American retail clothing company

Tillys (originally known as World of Jeans and Tops and Tilly's) is an American retail clothing company that sells an assortment of branded apparel, accessories, shoes, and more. Tillys is headquartered and operated from Irvine, California.

==History==

Hezy Shaked, a former Israel Navy officer, and his wife, Tilly Levine, opened "World of Jeans and Tops" in Los Alamitos, California in 1982. Shaked later renamed the store "Tilly’s" after his wife. The couple divorced in 1989, but Levine continued to work for the company as director of vendor relations. The company went public in May 2012, raising $124 million through its initial public offering of stock.

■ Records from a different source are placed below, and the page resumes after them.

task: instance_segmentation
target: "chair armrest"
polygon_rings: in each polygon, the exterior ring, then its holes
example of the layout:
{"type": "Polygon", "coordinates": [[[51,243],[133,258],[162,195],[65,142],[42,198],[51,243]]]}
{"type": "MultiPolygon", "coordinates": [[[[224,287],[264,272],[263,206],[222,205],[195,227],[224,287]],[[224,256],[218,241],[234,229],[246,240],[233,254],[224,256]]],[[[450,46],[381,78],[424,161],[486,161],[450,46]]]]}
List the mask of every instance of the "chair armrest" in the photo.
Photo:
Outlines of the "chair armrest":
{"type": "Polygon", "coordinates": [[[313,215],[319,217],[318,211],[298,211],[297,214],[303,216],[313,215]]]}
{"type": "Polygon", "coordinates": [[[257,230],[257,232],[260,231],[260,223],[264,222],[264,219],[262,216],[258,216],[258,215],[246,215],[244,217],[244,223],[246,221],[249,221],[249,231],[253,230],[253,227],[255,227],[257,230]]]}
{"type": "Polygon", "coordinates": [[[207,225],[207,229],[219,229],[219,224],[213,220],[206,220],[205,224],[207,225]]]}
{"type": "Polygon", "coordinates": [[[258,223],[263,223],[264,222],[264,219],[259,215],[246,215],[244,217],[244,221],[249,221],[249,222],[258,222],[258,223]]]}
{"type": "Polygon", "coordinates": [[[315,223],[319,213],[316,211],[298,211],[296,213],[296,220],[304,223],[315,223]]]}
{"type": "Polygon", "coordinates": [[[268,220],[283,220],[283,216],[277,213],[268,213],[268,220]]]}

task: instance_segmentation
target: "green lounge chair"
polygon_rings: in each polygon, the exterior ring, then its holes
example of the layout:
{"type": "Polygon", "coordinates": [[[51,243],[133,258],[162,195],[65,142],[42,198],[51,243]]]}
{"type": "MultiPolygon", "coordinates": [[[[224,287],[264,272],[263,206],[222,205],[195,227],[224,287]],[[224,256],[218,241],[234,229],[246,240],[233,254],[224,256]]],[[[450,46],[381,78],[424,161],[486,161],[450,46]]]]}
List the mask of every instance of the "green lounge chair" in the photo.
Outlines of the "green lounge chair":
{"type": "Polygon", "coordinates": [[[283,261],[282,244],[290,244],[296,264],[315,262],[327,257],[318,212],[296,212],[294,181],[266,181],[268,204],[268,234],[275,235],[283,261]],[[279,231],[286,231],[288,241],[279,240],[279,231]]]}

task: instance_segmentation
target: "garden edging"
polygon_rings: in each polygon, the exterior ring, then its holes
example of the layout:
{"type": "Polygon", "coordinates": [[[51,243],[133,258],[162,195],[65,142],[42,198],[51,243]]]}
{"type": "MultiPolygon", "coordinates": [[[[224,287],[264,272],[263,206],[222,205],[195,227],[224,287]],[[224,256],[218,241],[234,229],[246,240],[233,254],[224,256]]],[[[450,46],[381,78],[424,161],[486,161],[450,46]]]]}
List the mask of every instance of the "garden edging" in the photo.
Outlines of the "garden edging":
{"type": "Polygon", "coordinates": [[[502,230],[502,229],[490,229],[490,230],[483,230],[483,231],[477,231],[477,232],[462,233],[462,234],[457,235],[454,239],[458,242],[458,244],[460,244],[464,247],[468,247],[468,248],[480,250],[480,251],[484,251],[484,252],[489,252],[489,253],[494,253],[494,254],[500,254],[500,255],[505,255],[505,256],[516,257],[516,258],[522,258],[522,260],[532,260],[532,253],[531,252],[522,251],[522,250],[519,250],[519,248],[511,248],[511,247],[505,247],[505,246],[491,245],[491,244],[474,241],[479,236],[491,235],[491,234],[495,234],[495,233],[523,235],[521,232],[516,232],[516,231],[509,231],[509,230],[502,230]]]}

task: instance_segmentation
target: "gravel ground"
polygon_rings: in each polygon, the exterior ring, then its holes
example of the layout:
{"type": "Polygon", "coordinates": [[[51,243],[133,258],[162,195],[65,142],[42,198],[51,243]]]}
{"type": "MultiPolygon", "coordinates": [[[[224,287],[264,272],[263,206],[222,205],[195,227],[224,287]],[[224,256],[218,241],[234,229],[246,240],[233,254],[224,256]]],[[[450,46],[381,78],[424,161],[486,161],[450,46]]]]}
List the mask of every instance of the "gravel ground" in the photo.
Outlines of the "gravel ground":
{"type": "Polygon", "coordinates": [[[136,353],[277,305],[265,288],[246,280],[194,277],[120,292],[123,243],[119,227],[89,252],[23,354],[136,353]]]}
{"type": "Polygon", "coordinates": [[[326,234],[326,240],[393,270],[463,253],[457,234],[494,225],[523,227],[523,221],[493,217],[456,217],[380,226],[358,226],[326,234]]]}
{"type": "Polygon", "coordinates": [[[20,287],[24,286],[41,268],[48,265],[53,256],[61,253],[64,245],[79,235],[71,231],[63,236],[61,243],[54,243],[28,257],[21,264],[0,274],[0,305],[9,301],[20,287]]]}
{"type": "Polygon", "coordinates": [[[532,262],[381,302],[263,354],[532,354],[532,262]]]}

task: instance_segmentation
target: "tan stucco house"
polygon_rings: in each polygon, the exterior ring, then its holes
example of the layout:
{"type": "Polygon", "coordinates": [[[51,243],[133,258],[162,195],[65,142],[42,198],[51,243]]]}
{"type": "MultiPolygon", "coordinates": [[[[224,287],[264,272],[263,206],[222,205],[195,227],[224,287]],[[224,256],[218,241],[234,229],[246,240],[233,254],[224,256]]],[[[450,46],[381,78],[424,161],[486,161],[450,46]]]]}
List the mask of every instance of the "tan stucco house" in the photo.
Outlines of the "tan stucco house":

Tilly's underwent a significant operational turnaround through strategic store optimization, closing 28 underperforming locations gradually over a two-year period spanning from early 2024 through the first half of 2026, to reduce its brick-and-mortar footprint by 11%. Despite operating fewer storefronts, the retailer reported improved financial performance for the first quarter of fiscal 2026, with total net sales rising 15.9% to $124.7 million. This growth was driven by a 12.1% increase in physical store revenue and a 30.9% surge in e-commerce sales, which grew to represent 22.8% of the company's total business.

==Stores==
Tillys stores are located in both traditional outdoor shopping centers and in shopping malls. The average store size is 7900 sqft. Due to their size, Tillys locations in malls usually take up two or three store spaces. As of 2021, Tillys operates 240 stores in 33 states.

==Brands==
Tillys primarily sells clothing, shoes, and accessories for various active lifestyles including surfing, skateboarding, and snowboarding along with sports such as motocross. Among the brands sold are Adidas, Billabong, DC Shoes, Element, Fox, Famous Stars and Straps, Elwood, Hurley, Nike SB, O'Neill, Quiksilver, RVCA, Vans, and Volcom, as well as an extensive selection of Levi's. They also sell store brands such as Blue Crown, RSQ, Micros, and West of Melrose.